Available at: https://digitalcommons.calpoly.edu/theses/39
Date of Award
MS in Electrical Engineering
The application of Sample Grated Distributed Bragg Reflector (SGDBR) wavelength tunable lasers for swept-wavelength Optical Coherence Tomography (OCT) is explored. OCT is a method of measuring reflectivity versus distance into samples under test with a focused infrared light source. Swept wavelength OCT requires a laser light source that is capable of sweeping its wavelength quickly over the entire wavelength range of the tunable laser. Fast sweeping of the laser's wavelength enables real-time imaging of a wide surface area of the surface under test. This thesis will show that SGDBR lasers can be designed to meet the fast wavelength ramp speeds of swept wavelength OCT and to even exceed the capability of present swept-wavelength OCT source solutions.
SGDBR lasers were originally developed for telecommunications applications using Wavelength Division Multiplexing. In the telecommunications application, the wide wavelength tuning range of the device (1520-1575 nm) is utilized but the devices are only required to change wavelength over 50 ms time intervals. Research on SGDBR lasers has shown that wavelength switching speeds of 5 ns have been obtained using pre-distortion of the current drive waveforms. This thesis explores the inherent modulation speed of chip-level and packaged SGDBR lasers and the associated capability to make high speed continuous wavelength ramps for swept wavelength OCT. It will be shown that frequency modulation speeds of over 100 MHz can be accomplished with the laser drive and packaging techniques presented in this work. The result of the work shows that SGDBR lasers are very promising sources for swept wavelength OCT applications.
In order to understand the present generation OCT application in more detail, work is first presented demonstrating the capability of white-light interferometry OCT in a meat tenderness measurement application. White light interferometer measurement OCT has been the standard solution for OCT measurements for at least 15 years. Measurement of a range of beef samples was done in conjunction with the college of Agriculture. Results show that the OCT setup has a penetration depth of up to 1.5 mm. The work did not show strong correlation between OCT measurement signatures and meat tenderness. The work helped to understand the OCT measurement and clearly pointed out the value of increased measurement speed using swept wavelength OCT and the potential use of SGDBR lasers as the swept wavelength source.

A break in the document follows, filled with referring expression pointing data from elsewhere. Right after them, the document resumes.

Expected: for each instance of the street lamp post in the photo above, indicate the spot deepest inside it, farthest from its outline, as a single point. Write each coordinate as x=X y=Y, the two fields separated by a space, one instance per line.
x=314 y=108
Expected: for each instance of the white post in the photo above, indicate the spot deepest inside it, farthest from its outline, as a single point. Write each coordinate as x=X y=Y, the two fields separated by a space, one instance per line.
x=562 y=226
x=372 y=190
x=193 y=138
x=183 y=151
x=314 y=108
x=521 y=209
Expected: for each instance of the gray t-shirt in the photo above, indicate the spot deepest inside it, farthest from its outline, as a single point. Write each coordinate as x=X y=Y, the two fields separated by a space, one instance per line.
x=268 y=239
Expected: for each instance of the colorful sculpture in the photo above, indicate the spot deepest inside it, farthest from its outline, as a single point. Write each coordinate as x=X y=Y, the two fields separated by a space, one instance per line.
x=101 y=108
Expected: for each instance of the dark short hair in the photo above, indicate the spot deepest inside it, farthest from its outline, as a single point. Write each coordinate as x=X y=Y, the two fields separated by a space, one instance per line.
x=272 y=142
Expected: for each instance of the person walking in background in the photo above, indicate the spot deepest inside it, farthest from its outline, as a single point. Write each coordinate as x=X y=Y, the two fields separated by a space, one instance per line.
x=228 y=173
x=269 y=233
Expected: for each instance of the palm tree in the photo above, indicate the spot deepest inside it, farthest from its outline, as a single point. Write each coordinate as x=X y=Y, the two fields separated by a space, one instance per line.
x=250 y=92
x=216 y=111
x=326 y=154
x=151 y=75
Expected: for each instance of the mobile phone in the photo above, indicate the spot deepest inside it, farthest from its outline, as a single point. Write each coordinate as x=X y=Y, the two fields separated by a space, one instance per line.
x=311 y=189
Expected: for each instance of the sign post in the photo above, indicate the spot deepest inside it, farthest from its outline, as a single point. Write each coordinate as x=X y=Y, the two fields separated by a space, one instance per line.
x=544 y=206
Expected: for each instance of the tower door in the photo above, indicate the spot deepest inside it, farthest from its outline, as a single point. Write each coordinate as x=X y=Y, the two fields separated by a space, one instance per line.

One of the conclusions drawn from this application of OCT measurements is that the process can be improved using a faster measurement technique.
The thesis then studies the characteristics of the SGDBR laser and how they map into the characteristics needed for swept-wavelength OCT applications. A major part of the work was design of both chip-level and package-level sources that were used to evaluate the laser characteristics. Specific properties of this SGDBR laser are measured: wavelength tuning characteristics, optical laser linewidth, amplitude modulation speed, frequency modulation speed and wavelength switching speed on each of the control inputs to the SGDBR device In the end, it is shown that SGDBR lasers can improve the wavelength ramp speeds in OCT. Device concerns include the laser linewidth and its limitations for swept wavelength OCT. This work provided the basis for other graduate students to build up a more complete implementation of an OCT measurement system.